Greve in Forbes: Internet Sales Tax Arguments Reappear
As the Senate debates the Marketplace Fairness Act that would permit states to collect sales and use tax from remote sellers, Professor Michael Greve offers some observations and suggestions in a Forbes op-ed.
Greve examines such popular concepts as tax "neutrality" and the "origin principle," noting that "Our existing Internet sales tax regime honors neither tax neutrality nor the origin principle" and fails to please any of the involved parties.
In a twist on suggestions by pro-tax states that sellers could use sophisticated software to calculate, collect and remit local taxes, Greve suggests the same could be done by consumers.
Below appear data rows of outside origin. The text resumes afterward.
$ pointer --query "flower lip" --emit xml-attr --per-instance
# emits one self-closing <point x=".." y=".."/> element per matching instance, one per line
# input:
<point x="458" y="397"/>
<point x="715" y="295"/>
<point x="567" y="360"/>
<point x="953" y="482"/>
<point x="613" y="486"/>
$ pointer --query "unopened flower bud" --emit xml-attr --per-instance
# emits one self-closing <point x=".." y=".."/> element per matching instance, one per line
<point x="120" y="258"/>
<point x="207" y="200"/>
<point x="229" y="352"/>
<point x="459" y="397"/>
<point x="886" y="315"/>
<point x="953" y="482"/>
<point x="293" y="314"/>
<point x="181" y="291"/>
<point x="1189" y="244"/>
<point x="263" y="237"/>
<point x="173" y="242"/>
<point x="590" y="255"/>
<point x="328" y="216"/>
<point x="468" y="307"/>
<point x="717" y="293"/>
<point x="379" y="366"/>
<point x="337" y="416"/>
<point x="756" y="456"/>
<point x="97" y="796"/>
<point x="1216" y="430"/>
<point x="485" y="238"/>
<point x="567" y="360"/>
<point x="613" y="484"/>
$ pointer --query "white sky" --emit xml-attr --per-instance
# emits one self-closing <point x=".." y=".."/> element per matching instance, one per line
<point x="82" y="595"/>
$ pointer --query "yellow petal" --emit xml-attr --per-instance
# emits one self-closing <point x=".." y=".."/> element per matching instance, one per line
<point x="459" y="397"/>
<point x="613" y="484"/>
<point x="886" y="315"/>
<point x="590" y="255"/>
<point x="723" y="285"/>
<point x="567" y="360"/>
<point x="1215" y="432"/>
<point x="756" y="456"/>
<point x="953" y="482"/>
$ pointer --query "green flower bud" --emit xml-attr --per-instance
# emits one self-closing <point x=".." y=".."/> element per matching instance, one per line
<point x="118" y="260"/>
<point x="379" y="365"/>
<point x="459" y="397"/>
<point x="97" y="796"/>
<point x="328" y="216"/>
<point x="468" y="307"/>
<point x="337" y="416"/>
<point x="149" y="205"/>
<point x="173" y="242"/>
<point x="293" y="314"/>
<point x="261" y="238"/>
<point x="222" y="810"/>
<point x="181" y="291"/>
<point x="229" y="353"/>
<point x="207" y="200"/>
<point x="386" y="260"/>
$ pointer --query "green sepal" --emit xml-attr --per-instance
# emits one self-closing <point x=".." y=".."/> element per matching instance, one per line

"I don't mean to give state governments any ideas, but if we need snazzy computer programs anyhow, why not deploy technology to collect the tax from the people who actually owe it—the local citizens? Put the software online, and make taxpayers report and remit the use tax for all interstate purchases of, say, more than $100 (unless the seller already has collected the tax). The chore is inconvenient, but that is true of all tax reporting. And what price is too high for marketplace fairness?
The Internet Sales Tax Reveals Its Foolish Head Yet Again, Forbes, April 25, 2013. By Michael Greve.
"Bricks-and-mortar operations obviously like the idea, as do most state governments. Some Internet sellers are prepared to go along, provided state and local governments simplify and facilitate compliance with their nightmarishly complex tax regimes. There are nearly 10,000 U.S. taxing jurisdictions, all with their own tax rates, tax bases, tax holidays, etc. Other Internet sellers, such as eBay, oppose the Senate's proposal, as do the states that have no sales tax.
"The debate long predates the Internet—we had the same debate over catalogue sales. Good, bad and idiotic arguments on both sides have been rehearsed time and again. But the Senate's impending consideration of the Marketplace Fairness Act provides occasions for a few reminders."